$271 million in savings, $3 billion in revenue forecast
In an analysis that a Lafayette hospital had overcharged some patients, the Louisiana legislative auditor calculated the privatization of most of the state’s charity hospital system saves taxpayers $271.2 million in salaries and could create revenues of $3.4 billion.
“We provided some informational data in our management letter about the LSU Health Sciences Center,” said Ernie Summerville, assistant director for financial audit services. “With the state-run hospitals going away, there had been a lot interest in the impact of that process.”
After Congress reduced the share the federal government would pay toward Medicaid in 2012, Gov. Bobby Jindal pushed to privatize the LSU-run charity hospital system that provided health care primarily to the poor and uninsured.
He argued the charity hospital system is outdated. By June, public hospitals in Baton Rouge, New Orleans, Lafayette and elsewhere had transferred management to private organizations.
Summerville said the audit counted 6,547 positions having been eliminated over the past three years when the management of eight LSU hospitals was taken over by private organizations. Some of those employees were hired by the private firms, but the taxpayers saved $271 million in salary expenses.
The contracts require the private organizations to lease the buildings and equipment from LSU, with the exception of the LSU Earl K. Long Medical Center in Baton Rouge, which was closed and its operations transferred to Our Lady of the Lake Regional Medical Center. The projected revenue into the state’s coffers from the lease payments, advances and services calculate to $403.5 million this fiscal year and $3.4 billion over the 40-year life of the contract, the audit reports stated.
Taxpayers still contribute to Medicaid and other government programs that pay for services provided. But instead of paying the charity hospital directly, Medicaid pays the private administrators who are covering the costs to provide services.

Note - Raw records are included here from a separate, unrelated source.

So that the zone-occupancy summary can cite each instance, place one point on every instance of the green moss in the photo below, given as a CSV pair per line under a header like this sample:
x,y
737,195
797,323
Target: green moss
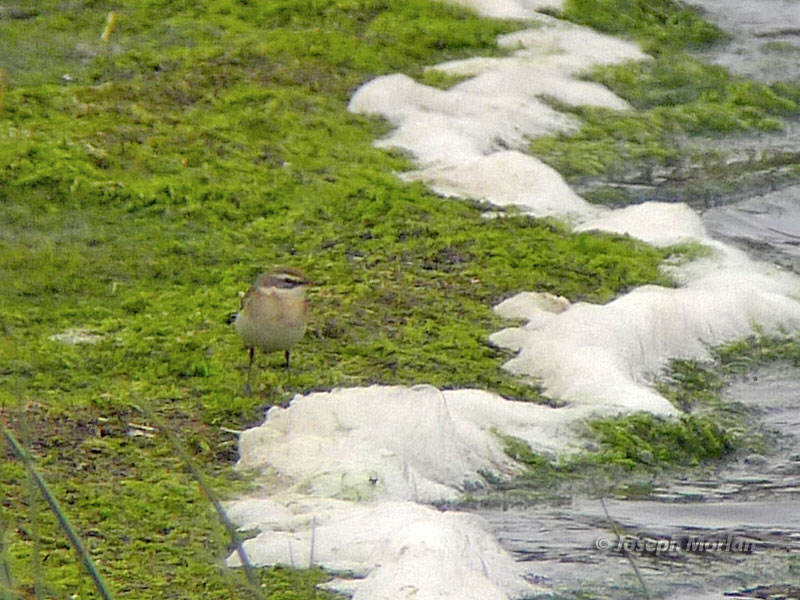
x,y
642,438
202,144
660,25
675,97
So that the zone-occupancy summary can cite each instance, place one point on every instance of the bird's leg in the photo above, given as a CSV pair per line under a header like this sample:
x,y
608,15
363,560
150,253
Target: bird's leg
x,y
247,391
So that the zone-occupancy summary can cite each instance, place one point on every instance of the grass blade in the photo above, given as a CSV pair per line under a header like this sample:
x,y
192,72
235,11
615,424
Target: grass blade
x,y
59,513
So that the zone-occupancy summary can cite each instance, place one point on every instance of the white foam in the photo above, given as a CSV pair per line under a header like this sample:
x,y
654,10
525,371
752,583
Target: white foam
x,y
465,138
345,471
396,549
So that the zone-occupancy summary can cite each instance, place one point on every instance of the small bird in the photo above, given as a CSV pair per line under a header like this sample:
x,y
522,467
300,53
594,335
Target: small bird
x,y
274,313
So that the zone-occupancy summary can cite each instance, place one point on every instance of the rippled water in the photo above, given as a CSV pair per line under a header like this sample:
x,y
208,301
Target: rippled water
x,y
735,533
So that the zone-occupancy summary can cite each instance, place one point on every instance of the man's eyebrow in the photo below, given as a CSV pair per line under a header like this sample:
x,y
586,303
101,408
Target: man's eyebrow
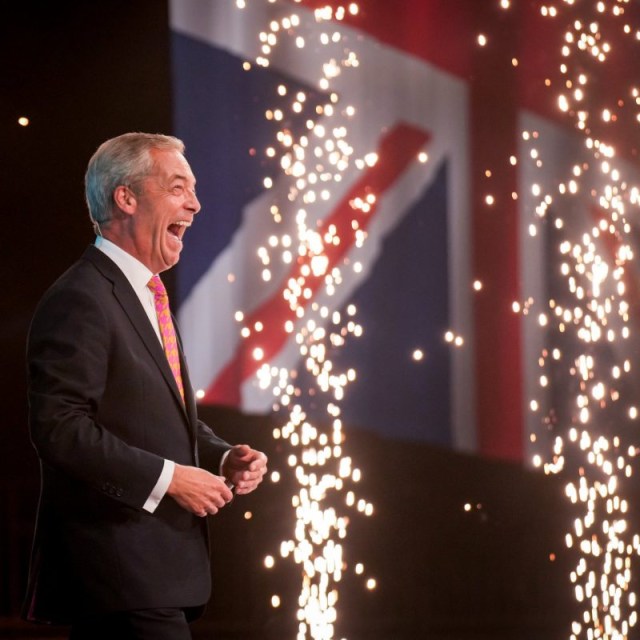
x,y
179,176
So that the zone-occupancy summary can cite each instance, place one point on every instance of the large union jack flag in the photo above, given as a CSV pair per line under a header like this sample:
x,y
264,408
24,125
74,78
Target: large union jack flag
x,y
422,87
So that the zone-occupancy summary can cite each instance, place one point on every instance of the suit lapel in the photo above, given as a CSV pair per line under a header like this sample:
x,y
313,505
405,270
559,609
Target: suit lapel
x,y
128,300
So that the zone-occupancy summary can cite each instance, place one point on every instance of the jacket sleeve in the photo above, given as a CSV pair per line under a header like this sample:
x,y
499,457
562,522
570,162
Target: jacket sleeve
x,y
68,367
211,448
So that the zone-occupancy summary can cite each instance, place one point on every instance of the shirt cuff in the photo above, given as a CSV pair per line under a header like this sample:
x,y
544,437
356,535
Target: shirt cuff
x,y
158,492
224,457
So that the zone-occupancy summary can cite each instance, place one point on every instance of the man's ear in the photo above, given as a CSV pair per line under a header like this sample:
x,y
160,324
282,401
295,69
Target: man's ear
x,y
125,199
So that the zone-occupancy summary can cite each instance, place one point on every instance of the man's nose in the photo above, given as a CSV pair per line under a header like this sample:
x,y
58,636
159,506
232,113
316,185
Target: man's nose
x,y
193,204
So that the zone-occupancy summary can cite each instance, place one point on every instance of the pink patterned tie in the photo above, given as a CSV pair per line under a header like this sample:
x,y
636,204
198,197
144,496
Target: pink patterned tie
x,y
167,331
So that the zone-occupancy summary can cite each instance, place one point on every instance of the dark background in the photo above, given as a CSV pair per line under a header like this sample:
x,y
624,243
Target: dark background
x,y
85,71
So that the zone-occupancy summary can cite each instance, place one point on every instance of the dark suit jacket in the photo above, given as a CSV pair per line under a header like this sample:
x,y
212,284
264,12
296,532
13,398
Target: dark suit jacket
x,y
104,413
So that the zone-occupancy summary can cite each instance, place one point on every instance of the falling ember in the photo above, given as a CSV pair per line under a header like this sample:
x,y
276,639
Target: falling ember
x,y
589,325
311,248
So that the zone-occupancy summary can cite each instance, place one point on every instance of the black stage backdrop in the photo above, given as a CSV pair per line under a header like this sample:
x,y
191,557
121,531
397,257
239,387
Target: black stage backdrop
x,y
85,71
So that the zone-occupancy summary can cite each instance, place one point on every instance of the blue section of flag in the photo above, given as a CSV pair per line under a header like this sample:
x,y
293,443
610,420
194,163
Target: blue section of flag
x,y
219,112
403,306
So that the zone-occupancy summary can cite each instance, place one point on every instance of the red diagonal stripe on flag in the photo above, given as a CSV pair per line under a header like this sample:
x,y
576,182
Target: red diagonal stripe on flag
x,y
397,150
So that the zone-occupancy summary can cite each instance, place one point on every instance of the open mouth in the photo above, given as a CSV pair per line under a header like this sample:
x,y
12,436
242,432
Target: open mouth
x,y
177,229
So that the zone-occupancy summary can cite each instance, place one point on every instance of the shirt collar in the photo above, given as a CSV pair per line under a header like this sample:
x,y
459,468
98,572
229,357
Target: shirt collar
x,y
136,273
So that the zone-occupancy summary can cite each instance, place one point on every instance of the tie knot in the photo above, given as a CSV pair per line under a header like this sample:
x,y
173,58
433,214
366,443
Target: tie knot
x,y
156,285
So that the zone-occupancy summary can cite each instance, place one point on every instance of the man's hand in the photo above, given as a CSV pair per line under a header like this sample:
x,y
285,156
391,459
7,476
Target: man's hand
x,y
244,468
198,491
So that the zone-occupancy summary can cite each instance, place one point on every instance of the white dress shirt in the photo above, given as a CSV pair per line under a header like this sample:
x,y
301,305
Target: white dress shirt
x,y
138,276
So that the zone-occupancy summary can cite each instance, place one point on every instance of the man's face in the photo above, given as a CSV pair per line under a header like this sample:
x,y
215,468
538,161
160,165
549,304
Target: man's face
x,y
166,204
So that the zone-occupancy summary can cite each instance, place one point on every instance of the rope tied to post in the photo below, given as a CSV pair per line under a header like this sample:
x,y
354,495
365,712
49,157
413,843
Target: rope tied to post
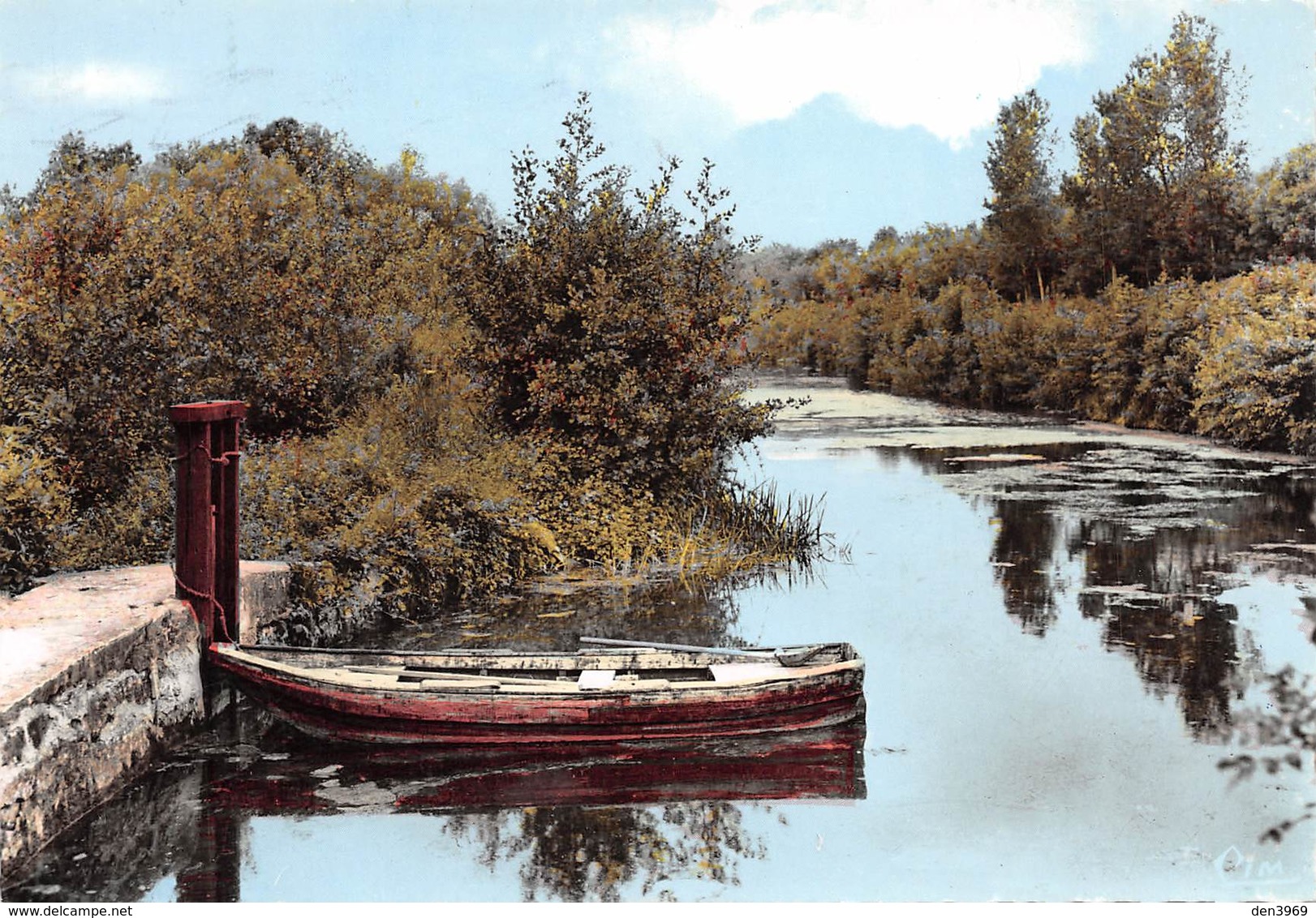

Jindal’s Commissioner of Administration Kristy H. Nichols said in a prepared statement that the Legislative Auditor’s numbers support the administration’s argument for privatization.

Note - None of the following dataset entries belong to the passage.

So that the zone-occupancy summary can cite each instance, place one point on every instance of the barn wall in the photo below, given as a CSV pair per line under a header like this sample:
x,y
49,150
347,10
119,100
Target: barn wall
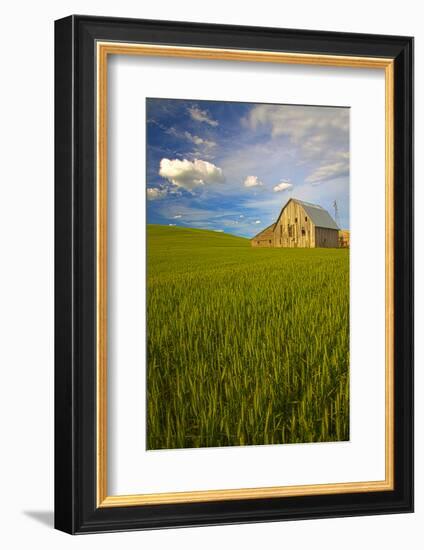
x,y
294,229
264,239
326,238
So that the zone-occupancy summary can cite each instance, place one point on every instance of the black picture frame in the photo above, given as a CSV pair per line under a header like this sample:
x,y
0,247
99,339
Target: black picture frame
x,y
76,510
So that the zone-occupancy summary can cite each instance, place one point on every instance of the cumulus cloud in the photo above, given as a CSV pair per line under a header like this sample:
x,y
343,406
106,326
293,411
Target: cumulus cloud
x,y
201,116
282,186
252,181
190,174
154,193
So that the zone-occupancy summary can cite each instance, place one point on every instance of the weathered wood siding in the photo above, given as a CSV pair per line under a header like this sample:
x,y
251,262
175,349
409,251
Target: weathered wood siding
x,y
264,239
344,238
294,229
326,238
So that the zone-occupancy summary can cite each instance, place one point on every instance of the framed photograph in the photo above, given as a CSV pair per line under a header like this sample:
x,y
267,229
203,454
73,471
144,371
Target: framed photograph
x,y
234,268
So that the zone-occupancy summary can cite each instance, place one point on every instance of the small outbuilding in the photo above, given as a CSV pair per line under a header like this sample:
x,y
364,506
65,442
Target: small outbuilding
x,y
300,225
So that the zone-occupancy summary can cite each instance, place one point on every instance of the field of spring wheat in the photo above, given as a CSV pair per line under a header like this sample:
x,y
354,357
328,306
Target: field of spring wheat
x,y
245,346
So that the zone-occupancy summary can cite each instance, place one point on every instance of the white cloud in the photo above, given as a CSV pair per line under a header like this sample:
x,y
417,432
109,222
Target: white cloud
x,y
315,131
197,140
201,116
329,171
282,186
190,174
252,181
154,193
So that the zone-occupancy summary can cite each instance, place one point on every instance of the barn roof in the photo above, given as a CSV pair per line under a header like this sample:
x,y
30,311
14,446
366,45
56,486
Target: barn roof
x,y
263,231
319,216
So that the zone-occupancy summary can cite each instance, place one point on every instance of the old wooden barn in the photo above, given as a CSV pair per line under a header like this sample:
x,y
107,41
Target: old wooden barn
x,y
300,225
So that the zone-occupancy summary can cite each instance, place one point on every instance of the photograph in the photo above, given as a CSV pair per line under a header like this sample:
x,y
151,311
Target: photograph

Jindal said in a prepared statement that the privatization policy provides higher-quality services. “These partnerships are working because they are saving taxpayers hundreds of millions of dollars and are moving these hospitals from an unstable financial model to a more stable model,” the governor stated.
The unstable environment pending the private takeover of University Medical Center contributed to lack of earlier detection of an emergency room nurse misappropriating drugs from October 2012 to March 2013, according to Lanette Buie, the deputy chief executive officer at LSU Health Care Services Division. The legislative auditor found that because of the nurse, the hospital inappropriately charged $25,978 to patients, insurance companies and the federal government.

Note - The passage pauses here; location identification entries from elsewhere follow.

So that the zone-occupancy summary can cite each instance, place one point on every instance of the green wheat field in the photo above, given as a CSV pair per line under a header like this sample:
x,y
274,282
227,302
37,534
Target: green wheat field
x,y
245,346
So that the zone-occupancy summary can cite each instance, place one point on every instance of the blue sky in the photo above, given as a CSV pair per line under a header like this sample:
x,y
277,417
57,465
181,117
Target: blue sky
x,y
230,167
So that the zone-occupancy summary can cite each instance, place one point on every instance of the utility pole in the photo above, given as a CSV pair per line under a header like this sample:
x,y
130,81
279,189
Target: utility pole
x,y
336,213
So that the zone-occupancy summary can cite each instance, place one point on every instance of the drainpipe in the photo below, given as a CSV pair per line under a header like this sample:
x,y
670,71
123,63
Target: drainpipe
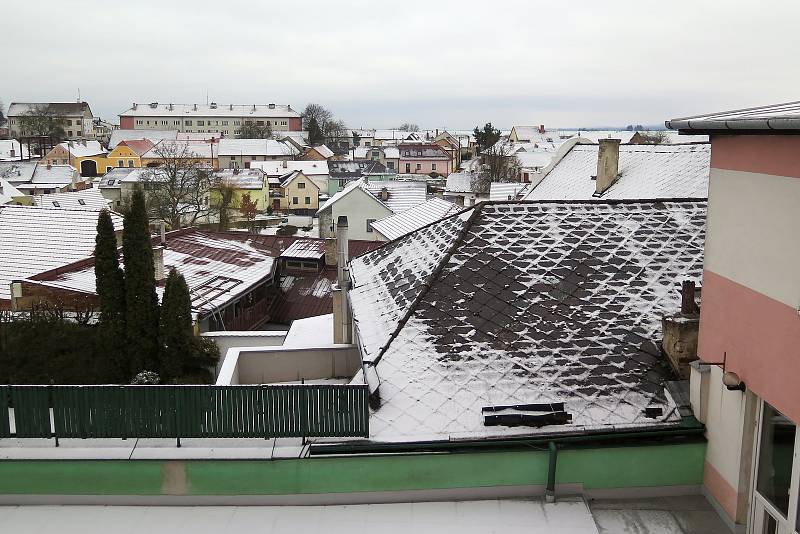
x,y
550,490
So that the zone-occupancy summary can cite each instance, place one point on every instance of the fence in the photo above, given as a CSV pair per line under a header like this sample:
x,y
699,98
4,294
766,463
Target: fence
x,y
250,411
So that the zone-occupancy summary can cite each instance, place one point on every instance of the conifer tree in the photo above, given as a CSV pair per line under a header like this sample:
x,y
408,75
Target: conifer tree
x,y
141,302
110,283
175,327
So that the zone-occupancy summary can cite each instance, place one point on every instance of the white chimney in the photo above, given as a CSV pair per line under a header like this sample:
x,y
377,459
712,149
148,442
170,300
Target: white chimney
x,y
342,323
158,263
607,165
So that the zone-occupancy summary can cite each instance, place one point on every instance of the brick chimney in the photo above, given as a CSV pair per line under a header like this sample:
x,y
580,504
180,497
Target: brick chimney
x,y
681,332
607,165
342,323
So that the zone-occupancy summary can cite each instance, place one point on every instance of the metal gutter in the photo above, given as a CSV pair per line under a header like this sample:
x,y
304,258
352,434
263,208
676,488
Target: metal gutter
x,y
688,429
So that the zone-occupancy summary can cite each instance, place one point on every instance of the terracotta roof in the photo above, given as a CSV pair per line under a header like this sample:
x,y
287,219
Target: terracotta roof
x,y
139,146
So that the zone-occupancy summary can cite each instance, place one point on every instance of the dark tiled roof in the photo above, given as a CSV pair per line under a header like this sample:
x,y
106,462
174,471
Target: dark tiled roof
x,y
512,303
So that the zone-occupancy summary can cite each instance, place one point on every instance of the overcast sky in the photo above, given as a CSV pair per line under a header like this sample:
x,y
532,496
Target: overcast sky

Even prior to the auditor’s findings, University Medical Center had taken corrective actions “so that no payer was held responsible for payment of medication that was not actually administered to a patient,” Buie said.
Lafayette General — the private, not-for-profit organization that took control of University Medical Center in June — is now responsible for the new procedures.
Buie referred all questions to Lafayette General Health. Daryl J. Cetnar, Lafayette General Health’s spokesman, referred all questions to LSU.
Neither Buie nor Cetnar would identify the nurse involved, whether the nurse was still employed or relate any specifics about the incidents.
Buie said the information has been turned over to the Louisiana State Board of Nursing, and LSU is asking the nurse to pay restitution.
The audit report also found that the University Medical Center overcharged patients by $394,983 for services that were not actually provided from May 2012 through June, according to the audit. “As a result, the hospital inflated the uncompensated care cost for uninsured patients which may cause the hospital to inappropriately receive federal payments through Medicaid,” the audit stated.
The real issue is that the hospital did not have procedures in place to identify information that was inaccurately entered into the billing system. Seventeen of the 20 excess charges were errors made in the pharmacy system that were transferred into the billing system.
Buie said a couple of the pharmacists, one of whom was hired by Lafayette General, didn’t understand the implication of double printing labels for chemotherapy medications. New billing procedures and training for employees were initiated and the overcharged accounts were credited, she said.